Jaemin jadi iri. Tumpukan berkas di kubikelnya sungguh butuh tempat juga. Seperti yaa— seperti box yang sedang di tata Manager Lee didepannya dengan tampilan yang sangat amat menggoda.

Bagaimana tidak otak Jaemin yang sudah melalang buana. Manager baru itu sedang menata berkas berkas dengan baju yang di tekuk sampai siku. Jas hitam yang jadi kebanggan sudah ditanggalkan di taruh di gantungan sisa vest yang makin membentuk tubuh.

Huh udaranya panas sekali disini. Keluh Jaemin dalam hati. Kemudian hendak menginterupsi.

"Permisi manager"

"Ya—"

Bagai slowmo yang disengaja. Sepertinya. Jaemin jatuh dalam perangkap pesona maut Mark Lee kalau bisa dirinya bisa bilang begitu.

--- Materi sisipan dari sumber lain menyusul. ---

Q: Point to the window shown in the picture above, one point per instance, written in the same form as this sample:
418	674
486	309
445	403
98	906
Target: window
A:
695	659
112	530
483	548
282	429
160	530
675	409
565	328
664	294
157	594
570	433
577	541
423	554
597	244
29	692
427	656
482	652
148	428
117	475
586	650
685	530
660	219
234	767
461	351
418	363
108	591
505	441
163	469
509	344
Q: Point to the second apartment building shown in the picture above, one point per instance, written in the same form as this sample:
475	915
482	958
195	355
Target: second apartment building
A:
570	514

"Eum— ya— begini— ma— manajer" mencoba membalikkan kesadarannya. Jaemin terperanjat ketika manajer itu mendekat padanya.

Jarak yang cukup dekat. Sampai Jaemin bisa menahan nafas.

"Ada yang aneh dengan saya?" Tanya sang Manajer itu pada Jaemin yang udah kelabakan nyari alasan kalau ia sudah Jatuh Cinta.

Jaemin mundur selangkah. Kemudian bernafas. Setelah itu menyerahkan berkas ditangannya.

"Ini— ini— berkas dari Tim divisi tiga yang harus ditanda tangani segera Manager"

Si Lee itu mengangguk angguk. Jaemin sedikit lega ketika Manager baru yaitu Mark berjalan ke meja dan duduk disana menandatangani berkas yang dibawanya.

Masih senantiasa berdiri pada tempat nya tadi. Jaemin memperhatikan bagaimana Mark itu bekerja.

Agak berantakan memang. Makanya lagi dibenarkan dalam box box. Oh— bagian itu bisa Jaemin bantu. Terkekeh atas pikirannya sendiri mengundang Jaemin mendapat teguran dari Mark.

"Ada yang lucu?"

Jaemin buru buru menggelengkan kepalanya kaku. "Nggak Manajer. Bukan seperti itu".

"Ini sudah" Ujar Mark pada Jaemin yang berjalan ke meja sambil merutuki dirinya sendiri. Kok bisa bisanya terlihat bodoh di depan yang katanya sang masa depan.

"Terima kasih manager, kalau begitu saya pamit"

Pamit Jaemin kemudian berbalik sampai di pintu sebelum di buka ia dipanggil lagi perihal pesan titipan ke bagian divisi dua— begini bunyinya.

"Nana—"

Jaemin menoleh karena nama kecilnya dipanggil.

"Sampaikan ke kadiv dua suruh menemui saya segera"

Itulah pesan dari Mark yang Jaemin iyakan dengan "Baik Manajer akan saya sampaikan segera. Sekali lagi permisi"

Dan terdengar keluhan dari Mark didalam ruangan dengan suara rendah sambil tertawa yang tidak Jaemin tau maksudnya.